Georgia is no stranger to this fate either. Over the last six years, the state has become a focal point in the voting rights debate, as their former secretary of state, and now governor, Brian Kemp, leveraged the Shelby decision to block the ballot box from poor, rural, and minority voters.
Following the 2018 election cycle, women make up 28.9% of our state legislatures: 70% of the women in those positions are Democrats.
But when we look at the states actively working to ban abortion and other forms of reproductive health care, the under-representation of women is striking. Women only make up 15 percent of the Alabama state legislature and 26 percent of the Georgia legislature. And we should note that 72 percent of the women serving in those state houses are Democrats.
This war on reproductive rights is not new and neither are the tactics. But, the greatest threat to reproductive healthcare may not be renewed challenges to Roe v. Wade; but rather the systematic effort to suppress the votes of those most impacted by such laws.
The Guttmacher Institute conducted a study in [year] on the accessibility of reproductive healthcare in the United States.
In 2014, 93 percent of the counties in Alabama had no clinics that provided abortions and 59% of Alabama women lived in those counties. In Georgia, roughly 96 percent of Georgia counties had no clinics that provided abortions, and 58% of Georgia women lived in those counties.
The future of reproductive healthcare depends on our efforts to improve and protect the right to vote. It is more than ironic that if states like Alabama are successful in criminalizing abortion, the effort would lead to even further curtailing of the right to vote.

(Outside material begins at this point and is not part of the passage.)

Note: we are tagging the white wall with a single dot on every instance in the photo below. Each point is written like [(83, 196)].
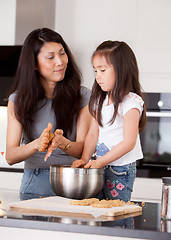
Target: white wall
[(7, 22), (144, 25)]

In Alabama, for example, voting rights are denied to those who have committed a “crime of moral turpitude”, the very classification that would apply to someone seeking an abortion, having an abortion, or providing an abortion were the abortion ban to be upheld.
Women in Alabama needing abortion care would find themselves having to make a decision that would either mean they have lost the constitutional right to abortion or the constitutional right to vote.
When I decided to run for office, Ashley was one of the first to volunteer for the campaign.
In the years since we met, she has married, raised a family and become an advocate for children and families in her community. Mobilized by her own story, Ashley went door to door to get out the vote, eager to change our representation from local government to Congress.
So many of us take the right to vote for granted. When we ignore this responsibility, or deny this right to our most vulnerable communities, it is impossible for our government to reflect the people.
And, at this critical time in our history, we must vote to elect representatives who will fight to protect the sanctity of our elections and the will of the people.
Our reproductive rights—and voting rights—depend on it.
U.S. Rep. Mary Gay Scanlon, a Democrat, represents the Delaware County-based 5th Congressional District. She writes from Washington D.C.